Herr Kohle, die europäische Photovoltaikbranche befindet sich in einem starken Abhängigkeitsverhältnis zu China. Die Politik will das ändern und die Produktion wieder stärker nach Europa holen. Auch Sie kaufen mit ihrem Unternehmen Enpal vor allem in China ein. Überlegen Sie schon, Ihre Lieferketten neu auszurichten?

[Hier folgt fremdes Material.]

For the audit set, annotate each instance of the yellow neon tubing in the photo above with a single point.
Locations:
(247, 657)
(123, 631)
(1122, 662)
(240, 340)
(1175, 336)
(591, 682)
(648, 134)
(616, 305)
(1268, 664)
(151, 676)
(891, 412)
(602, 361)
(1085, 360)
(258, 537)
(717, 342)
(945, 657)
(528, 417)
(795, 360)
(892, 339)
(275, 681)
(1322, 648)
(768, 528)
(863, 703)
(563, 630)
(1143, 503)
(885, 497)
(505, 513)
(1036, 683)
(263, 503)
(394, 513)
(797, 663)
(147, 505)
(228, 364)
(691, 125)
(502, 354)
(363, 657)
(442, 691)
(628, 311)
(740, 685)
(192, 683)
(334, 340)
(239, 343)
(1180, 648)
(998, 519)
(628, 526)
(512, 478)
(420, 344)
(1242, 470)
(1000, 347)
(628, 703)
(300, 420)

Mario Kohle: China dominiert ganz klar die Produktion von Solaranlagen - bei einem Teilprodukt, den Wafern, sind es zum Beispiel 97 Prozent. Das heißt, 97 Prozent der Solaranlagen sind einmal durch China gegangen. Wir sind extrem zufrieden mit unseren chinesischen Partnern. Gerade durch die jüngsten Krisen ist das Vertrauen noch einmal gestärkt worden. Ich glaube aber, dass das, was China produzieren kann, gar nicht ausreichen wird. Der Bedarf ist gigantisch, denn wir müssen unser Stromsystem weltweit komplett auf erneuerbare Energien umstellen. China kann das auch nicht alleine schaffen. Also ja, auch wir gucken uns natürlich immer um.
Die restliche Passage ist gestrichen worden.